“I therefore, the prisoner of the Lord, beseech you that ye walk worthy of the vocation wherewith ye are called, with all lowliness and meekness, with longsuffering, forbearing one another in love; endeavouring to keep the unity of the Spirit in the bond of peace. There is one body, and one Spirit, even as ye are called in one hope of your calling; One Lord, one faith, one baptism, One God and Father of all, who is above all, and through all, and in you all” (Ephesians 4:1-5).
All Bible-believing followers of the Lord Jesus Christ, according to verse 5 of our text, have three things in common. They have the same Lord, the same faith, and the same baptism. This verse teaches the foundation of true Christian unity. Unless we agree on these statements we neither walk with Christ or other believers.
The “one Lord” is the Lord Jesus Christ. This being so, there can be no cause for trying to find a middle way or common ground with members of other religions. “One Lord” is non-negotiable. In Acts 4:12 the apostle Peter declared, “Neither is there salvation in any other: for there is none other name under heaven given among men, whereby we must be saved.” He is mankind ONLY Saviour, “For there is no difference between the Jew and the Greek: for the same Lord over all is rich unto all that call upon Him. For whosoever shall call upon the name of the Lord shall be saved” (Romans 10:12-13.) Obviously this idea of ‘one’ true God is anathema to the world, “but to us there is but one God, the Father, of whom are all things, and we in Him; and one Lord Jesus Christ, by whom are all things, and we by Him” (1 Corinthians 8:6.) This “one Lord” idea reminds us of the statement in Deuteronomy 6:4 … “Hear, O Israel: The LORD our God is one LORD.” Since this verse speaks of the unity of the Godhead (trinity / tri-unity) we can see that there is no theological problem about calling Christ the “one Lord.”
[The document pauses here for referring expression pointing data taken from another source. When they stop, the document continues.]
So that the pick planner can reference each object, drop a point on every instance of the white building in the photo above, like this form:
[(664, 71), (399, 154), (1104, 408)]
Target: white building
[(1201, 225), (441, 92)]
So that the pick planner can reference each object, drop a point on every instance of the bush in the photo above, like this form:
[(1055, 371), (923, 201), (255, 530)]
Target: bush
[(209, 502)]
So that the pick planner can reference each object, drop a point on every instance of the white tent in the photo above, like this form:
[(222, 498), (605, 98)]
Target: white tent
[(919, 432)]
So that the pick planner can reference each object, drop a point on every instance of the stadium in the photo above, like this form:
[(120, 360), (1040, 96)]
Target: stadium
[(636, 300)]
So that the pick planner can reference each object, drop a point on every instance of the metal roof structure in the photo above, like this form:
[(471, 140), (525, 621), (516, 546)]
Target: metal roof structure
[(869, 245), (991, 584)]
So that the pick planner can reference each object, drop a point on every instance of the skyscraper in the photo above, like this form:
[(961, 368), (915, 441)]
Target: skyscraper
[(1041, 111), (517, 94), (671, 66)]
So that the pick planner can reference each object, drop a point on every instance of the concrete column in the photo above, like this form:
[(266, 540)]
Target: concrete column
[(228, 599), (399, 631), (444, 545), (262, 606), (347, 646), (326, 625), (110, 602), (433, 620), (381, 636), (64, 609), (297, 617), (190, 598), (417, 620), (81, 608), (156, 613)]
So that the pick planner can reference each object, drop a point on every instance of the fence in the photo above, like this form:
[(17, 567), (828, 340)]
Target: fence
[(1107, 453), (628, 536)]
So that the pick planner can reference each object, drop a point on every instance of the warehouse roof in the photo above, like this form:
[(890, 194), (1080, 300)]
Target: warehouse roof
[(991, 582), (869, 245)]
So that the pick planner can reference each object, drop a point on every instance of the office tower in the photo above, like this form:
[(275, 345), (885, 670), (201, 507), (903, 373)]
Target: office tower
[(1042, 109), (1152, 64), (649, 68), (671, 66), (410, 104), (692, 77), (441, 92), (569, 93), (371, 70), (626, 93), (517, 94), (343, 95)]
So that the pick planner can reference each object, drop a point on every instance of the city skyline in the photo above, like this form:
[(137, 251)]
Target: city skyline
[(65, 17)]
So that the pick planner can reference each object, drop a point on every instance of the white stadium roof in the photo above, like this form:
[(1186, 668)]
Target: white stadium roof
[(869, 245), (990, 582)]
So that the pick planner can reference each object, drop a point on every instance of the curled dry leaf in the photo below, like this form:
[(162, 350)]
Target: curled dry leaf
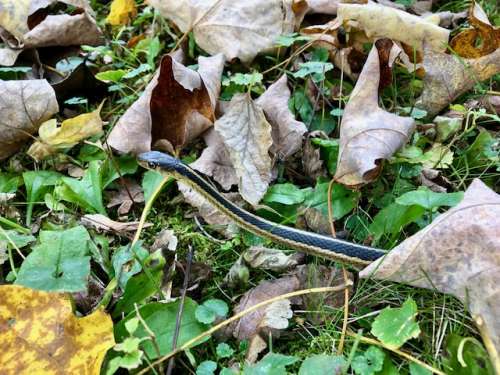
[(25, 105), (378, 21), (176, 107), (459, 254), (448, 76), (27, 24), (39, 333), (368, 134), (247, 136), (238, 29)]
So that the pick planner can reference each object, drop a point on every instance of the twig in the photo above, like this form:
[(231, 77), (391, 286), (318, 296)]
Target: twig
[(187, 273), (226, 322)]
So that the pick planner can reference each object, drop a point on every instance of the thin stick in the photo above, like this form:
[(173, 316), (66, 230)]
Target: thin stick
[(243, 313), (409, 357), (189, 260)]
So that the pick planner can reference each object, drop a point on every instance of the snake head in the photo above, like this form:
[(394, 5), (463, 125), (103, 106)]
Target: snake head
[(156, 159)]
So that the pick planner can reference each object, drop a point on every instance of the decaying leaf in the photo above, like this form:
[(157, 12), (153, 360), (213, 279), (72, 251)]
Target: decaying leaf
[(44, 30), (368, 134), (24, 107), (239, 29), (378, 21), (286, 130), (176, 107), (247, 136), (39, 333), (480, 40), (121, 12), (448, 76), (459, 254), (71, 131)]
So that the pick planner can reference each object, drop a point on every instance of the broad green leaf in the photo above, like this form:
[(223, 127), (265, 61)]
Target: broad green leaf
[(285, 194), (323, 364), (206, 368), (393, 218), (161, 319), (270, 364), (60, 263), (466, 356), (395, 326), (87, 192), (223, 350), (429, 199), (343, 199), (37, 185), (370, 362), (127, 262), (210, 310)]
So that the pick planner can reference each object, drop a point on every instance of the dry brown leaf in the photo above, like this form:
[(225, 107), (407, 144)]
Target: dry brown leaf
[(25, 105), (105, 224), (45, 30), (368, 134), (176, 107), (247, 136), (238, 29), (287, 132), (378, 21), (448, 76), (459, 254), (480, 40), (215, 161)]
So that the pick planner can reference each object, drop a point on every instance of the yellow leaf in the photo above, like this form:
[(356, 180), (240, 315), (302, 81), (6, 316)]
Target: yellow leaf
[(72, 131), (121, 12), (40, 334)]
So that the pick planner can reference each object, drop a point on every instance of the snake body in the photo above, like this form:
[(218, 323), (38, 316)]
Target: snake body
[(307, 242)]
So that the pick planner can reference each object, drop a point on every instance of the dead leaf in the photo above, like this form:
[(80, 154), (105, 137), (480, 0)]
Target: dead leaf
[(45, 30), (378, 21), (287, 132), (39, 333), (448, 76), (247, 136), (459, 254), (368, 134), (271, 259), (24, 107), (129, 192), (240, 29), (479, 40), (54, 139), (175, 108), (121, 12), (105, 224)]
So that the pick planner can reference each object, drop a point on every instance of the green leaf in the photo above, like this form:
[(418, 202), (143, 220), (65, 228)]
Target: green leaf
[(270, 364), (343, 199), (315, 69), (224, 350), (127, 262), (393, 218), (161, 319), (206, 368), (429, 199), (60, 263), (210, 310), (322, 364), (395, 326), (466, 356), (369, 362), (87, 192), (285, 194), (37, 185)]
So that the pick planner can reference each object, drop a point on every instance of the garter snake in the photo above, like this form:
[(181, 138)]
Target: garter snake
[(307, 242)]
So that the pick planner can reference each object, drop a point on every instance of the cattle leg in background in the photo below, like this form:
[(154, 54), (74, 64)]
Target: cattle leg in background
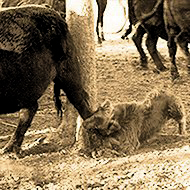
[(57, 100), (137, 39), (153, 26), (101, 8), (176, 16)]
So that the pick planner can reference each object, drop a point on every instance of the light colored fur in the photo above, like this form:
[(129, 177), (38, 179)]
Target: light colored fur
[(128, 124)]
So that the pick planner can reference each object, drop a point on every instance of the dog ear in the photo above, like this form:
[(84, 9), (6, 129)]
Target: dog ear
[(106, 105)]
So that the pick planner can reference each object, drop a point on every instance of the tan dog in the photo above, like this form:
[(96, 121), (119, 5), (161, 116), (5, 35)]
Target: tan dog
[(124, 126)]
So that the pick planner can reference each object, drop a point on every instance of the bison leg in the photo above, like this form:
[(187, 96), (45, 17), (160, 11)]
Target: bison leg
[(137, 39), (182, 41), (26, 116), (151, 42), (58, 104), (97, 32), (172, 53)]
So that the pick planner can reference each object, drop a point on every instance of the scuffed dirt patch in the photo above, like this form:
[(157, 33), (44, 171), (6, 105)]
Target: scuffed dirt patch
[(162, 163)]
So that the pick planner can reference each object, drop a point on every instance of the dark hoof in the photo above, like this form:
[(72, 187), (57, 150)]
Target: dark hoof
[(124, 37), (175, 77), (157, 71), (163, 69), (144, 66), (11, 149)]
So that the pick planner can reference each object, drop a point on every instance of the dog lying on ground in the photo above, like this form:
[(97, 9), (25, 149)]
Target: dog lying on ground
[(125, 126)]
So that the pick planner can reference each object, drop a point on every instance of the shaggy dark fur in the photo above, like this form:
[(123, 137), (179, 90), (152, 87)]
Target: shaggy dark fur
[(131, 123), (36, 48)]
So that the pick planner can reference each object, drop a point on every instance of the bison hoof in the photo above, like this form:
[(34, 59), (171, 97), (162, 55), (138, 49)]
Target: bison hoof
[(11, 149), (163, 68), (175, 76)]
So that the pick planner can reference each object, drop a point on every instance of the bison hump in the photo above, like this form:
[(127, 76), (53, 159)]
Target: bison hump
[(21, 28)]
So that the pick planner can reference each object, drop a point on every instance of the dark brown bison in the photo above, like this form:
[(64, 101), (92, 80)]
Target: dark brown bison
[(177, 21), (36, 48), (101, 8), (153, 26), (125, 126)]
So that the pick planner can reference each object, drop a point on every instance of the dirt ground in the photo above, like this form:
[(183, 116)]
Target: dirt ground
[(161, 164)]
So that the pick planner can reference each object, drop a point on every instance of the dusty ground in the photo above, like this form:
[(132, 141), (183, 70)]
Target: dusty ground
[(161, 164)]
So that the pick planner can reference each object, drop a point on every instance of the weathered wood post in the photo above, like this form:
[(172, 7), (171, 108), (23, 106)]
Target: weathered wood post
[(80, 20)]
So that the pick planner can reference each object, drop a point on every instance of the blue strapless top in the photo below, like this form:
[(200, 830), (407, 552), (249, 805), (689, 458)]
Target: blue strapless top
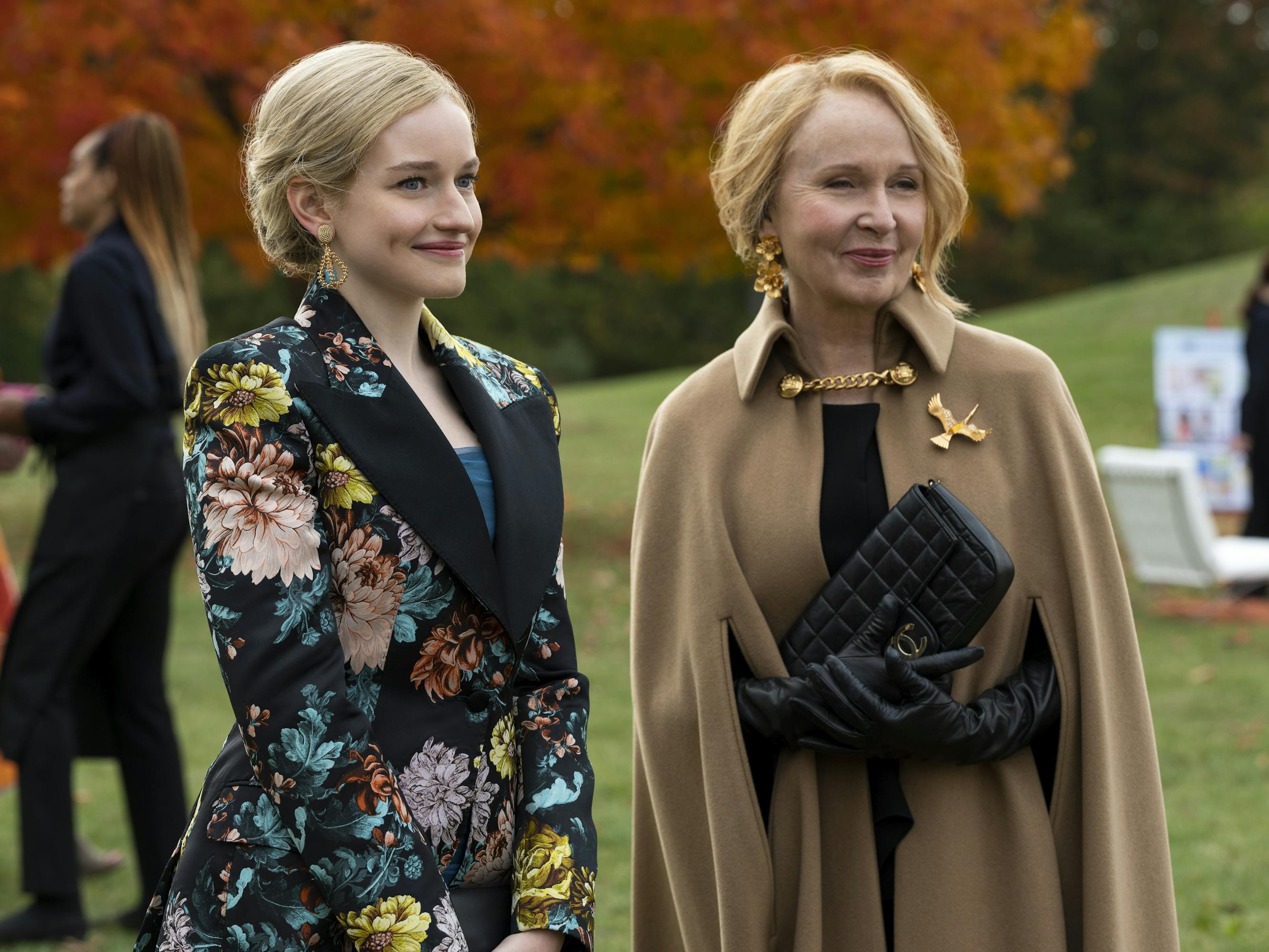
[(483, 482)]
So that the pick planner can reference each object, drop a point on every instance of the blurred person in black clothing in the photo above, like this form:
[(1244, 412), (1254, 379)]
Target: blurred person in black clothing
[(83, 672), (1256, 406)]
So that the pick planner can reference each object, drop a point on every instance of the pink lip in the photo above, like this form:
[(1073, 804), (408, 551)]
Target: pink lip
[(446, 249), (872, 257)]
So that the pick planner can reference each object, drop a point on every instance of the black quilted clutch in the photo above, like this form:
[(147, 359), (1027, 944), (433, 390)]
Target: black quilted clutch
[(931, 551)]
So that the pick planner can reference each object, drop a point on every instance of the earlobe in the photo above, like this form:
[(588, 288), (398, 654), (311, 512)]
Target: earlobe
[(307, 205)]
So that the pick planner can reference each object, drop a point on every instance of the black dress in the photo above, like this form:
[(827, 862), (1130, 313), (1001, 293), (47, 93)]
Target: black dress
[(853, 499), (83, 669)]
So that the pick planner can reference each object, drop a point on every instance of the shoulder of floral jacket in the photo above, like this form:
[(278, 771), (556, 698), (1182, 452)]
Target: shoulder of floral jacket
[(249, 379)]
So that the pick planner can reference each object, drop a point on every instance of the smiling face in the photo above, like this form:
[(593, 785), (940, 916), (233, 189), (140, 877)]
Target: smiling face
[(849, 210), (410, 220)]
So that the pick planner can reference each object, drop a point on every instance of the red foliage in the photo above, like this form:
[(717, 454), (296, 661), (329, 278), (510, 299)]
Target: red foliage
[(595, 119)]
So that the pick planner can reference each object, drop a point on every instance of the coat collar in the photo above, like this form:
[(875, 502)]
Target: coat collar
[(382, 426), (912, 317)]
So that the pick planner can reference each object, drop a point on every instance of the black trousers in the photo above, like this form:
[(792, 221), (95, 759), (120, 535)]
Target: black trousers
[(84, 672), (127, 669)]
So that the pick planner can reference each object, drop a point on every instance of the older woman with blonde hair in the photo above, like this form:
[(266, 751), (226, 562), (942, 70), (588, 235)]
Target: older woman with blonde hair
[(879, 803), (376, 509)]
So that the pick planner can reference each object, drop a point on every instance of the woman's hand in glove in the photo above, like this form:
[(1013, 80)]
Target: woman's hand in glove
[(790, 710), (931, 725)]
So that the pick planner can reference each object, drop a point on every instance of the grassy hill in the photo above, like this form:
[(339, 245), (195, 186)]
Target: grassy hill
[(1209, 684)]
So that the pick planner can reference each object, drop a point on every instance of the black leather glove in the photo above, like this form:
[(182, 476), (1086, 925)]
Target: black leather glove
[(929, 725), (791, 711)]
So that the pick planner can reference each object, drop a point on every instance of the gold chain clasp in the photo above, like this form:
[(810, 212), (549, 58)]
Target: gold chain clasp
[(900, 375), (906, 645)]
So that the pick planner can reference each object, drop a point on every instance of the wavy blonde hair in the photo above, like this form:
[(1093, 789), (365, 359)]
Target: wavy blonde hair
[(317, 120), (753, 143)]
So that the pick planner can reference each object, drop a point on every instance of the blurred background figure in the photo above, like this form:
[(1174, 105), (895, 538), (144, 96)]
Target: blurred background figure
[(1256, 406), (84, 662)]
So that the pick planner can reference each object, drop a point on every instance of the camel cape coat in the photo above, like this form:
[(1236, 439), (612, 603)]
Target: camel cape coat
[(726, 537)]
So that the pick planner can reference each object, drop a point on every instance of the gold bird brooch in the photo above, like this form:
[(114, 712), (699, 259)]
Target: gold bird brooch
[(951, 426)]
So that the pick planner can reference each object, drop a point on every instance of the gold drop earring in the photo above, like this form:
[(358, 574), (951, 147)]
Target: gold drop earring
[(919, 277), (332, 271), (771, 275)]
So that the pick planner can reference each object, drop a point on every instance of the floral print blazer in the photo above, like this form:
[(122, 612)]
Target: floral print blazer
[(408, 704)]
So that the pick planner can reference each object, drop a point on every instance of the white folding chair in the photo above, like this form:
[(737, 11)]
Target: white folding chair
[(1165, 526)]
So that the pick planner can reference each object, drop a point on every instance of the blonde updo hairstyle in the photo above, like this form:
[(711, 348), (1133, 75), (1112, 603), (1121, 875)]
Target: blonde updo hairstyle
[(749, 154), (317, 120)]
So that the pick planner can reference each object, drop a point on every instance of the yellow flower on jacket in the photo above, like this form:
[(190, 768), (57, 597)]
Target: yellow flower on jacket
[(542, 875), (244, 393), (503, 745), (439, 337), (339, 480), (393, 924), (196, 400)]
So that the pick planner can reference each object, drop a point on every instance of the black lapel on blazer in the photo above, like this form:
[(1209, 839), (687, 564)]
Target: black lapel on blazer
[(394, 441), (523, 456)]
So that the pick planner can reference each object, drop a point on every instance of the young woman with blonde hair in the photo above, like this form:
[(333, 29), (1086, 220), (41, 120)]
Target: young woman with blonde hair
[(376, 508), (877, 804), (90, 635)]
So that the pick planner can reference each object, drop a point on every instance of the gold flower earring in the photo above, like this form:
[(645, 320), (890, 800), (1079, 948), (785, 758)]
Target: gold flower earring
[(771, 277), (919, 277), (332, 271)]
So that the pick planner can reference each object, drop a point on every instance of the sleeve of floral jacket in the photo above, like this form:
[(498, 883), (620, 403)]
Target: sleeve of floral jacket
[(554, 876), (266, 572)]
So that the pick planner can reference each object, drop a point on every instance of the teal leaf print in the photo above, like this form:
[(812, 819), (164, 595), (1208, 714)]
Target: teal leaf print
[(296, 607), (260, 823), (557, 794), (426, 597), (245, 875)]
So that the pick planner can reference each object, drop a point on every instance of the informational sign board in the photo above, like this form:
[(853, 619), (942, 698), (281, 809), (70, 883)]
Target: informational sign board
[(1201, 375)]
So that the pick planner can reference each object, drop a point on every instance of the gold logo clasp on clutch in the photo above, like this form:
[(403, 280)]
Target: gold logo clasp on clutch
[(906, 645)]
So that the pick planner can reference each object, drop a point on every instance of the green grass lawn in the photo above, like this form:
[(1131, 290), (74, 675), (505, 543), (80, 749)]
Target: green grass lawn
[(1209, 684)]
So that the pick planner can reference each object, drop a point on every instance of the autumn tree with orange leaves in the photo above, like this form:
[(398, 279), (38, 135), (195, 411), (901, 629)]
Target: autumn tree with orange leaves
[(595, 120)]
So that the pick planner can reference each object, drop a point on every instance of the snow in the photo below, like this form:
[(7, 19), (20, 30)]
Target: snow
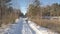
[(26, 27)]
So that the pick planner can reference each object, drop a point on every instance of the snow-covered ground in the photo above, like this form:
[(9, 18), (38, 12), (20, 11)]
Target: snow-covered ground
[(23, 26)]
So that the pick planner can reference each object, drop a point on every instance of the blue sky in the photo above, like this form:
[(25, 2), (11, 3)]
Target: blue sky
[(23, 4)]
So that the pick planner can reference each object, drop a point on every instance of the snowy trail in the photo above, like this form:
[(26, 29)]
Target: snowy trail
[(26, 27)]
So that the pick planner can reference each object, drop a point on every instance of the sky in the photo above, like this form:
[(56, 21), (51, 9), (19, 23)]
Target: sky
[(23, 4)]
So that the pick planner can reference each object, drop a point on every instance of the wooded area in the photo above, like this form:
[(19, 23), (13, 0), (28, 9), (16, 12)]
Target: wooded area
[(8, 14), (36, 12)]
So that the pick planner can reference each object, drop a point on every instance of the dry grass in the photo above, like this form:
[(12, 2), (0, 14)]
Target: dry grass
[(51, 24)]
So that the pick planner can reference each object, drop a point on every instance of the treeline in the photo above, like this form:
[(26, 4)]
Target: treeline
[(8, 14), (35, 9)]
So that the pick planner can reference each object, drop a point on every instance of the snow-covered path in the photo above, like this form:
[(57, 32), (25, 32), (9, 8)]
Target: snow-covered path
[(26, 27)]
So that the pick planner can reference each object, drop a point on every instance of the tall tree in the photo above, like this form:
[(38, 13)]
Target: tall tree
[(34, 8)]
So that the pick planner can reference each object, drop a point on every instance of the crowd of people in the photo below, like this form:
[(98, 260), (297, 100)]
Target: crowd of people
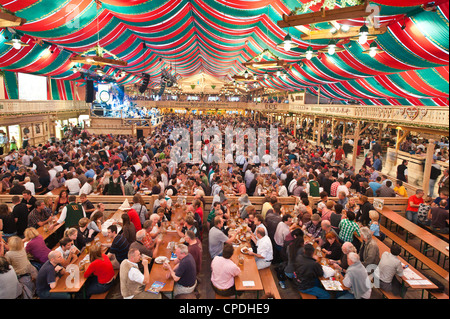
[(124, 165)]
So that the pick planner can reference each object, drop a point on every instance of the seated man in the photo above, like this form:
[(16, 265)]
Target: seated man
[(308, 271), (48, 277), (439, 217), (184, 273), (132, 280), (217, 238)]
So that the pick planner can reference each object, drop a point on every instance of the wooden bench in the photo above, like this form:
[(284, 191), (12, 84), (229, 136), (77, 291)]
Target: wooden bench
[(269, 284), (104, 294), (388, 294), (416, 254), (437, 295), (434, 232), (223, 297), (306, 296)]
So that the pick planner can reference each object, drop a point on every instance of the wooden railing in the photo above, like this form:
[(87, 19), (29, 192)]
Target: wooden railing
[(15, 107)]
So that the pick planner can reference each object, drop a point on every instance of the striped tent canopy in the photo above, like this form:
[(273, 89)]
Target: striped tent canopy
[(217, 37)]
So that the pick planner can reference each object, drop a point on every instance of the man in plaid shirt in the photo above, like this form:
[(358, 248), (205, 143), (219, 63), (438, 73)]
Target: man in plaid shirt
[(347, 227)]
“Faith” here refers to what we believe. This belief is based upon the fundamental, infallible, authorative and inherent Scriptures (the Bible.) From this book we learn all that we need to know about Christ. Where the Bible is rejected or undermined, the true Christian should have no fellowship with such people. It is this faith that we need to uphold together. Islam and Hinduism never suggest that their sacred book cannot be believed, but Christianity does exactly that with the Bible. If we are going to walk worthy then we must valiantly defend God’s word … “Beloved, when I gave all diligence to write unto you of the common salvation, it was needful for me to write unto you, and exhort you that ye should earnestly contend for the faith which was once delivered unto the saints” (Jude :3.) This “one faith” must be in the “one Lord.”
This is referring to water baptism rather than baptism in the Holy Spirit. Paul is writing about the common baptism. How were they baptised in the first century? Everyone was baptised by full immersion, and we only read of adults being baptised. Therefore any diversion from this mode is uncommon and should be rejected. Baptism is our public testimony that we have chosen to faithfully walk with Christ. Peter writes, “The like figure whereunto even baptism doth also now save us (not the putting away of the filth of the flesh, but the answer of a good conscience toward God,) by the resurrection of Jesus Christ” (1 Peter 3:21.) This “one baptism” is experienced by those who have the “one faith” in the “one Lord.”
These three things are vital for Biblical unity between Christians. Anything less than this standard can only produce false unity at best. Where there is no “one Lord, one faith, one baptism” there is nothing to build upon. To walk worthy with Christ we must accept His word on all matters. “Can two walk together, except they be agreed?” (Amos 3:3). We cannot walk worthy with Christ unless we agree with Him.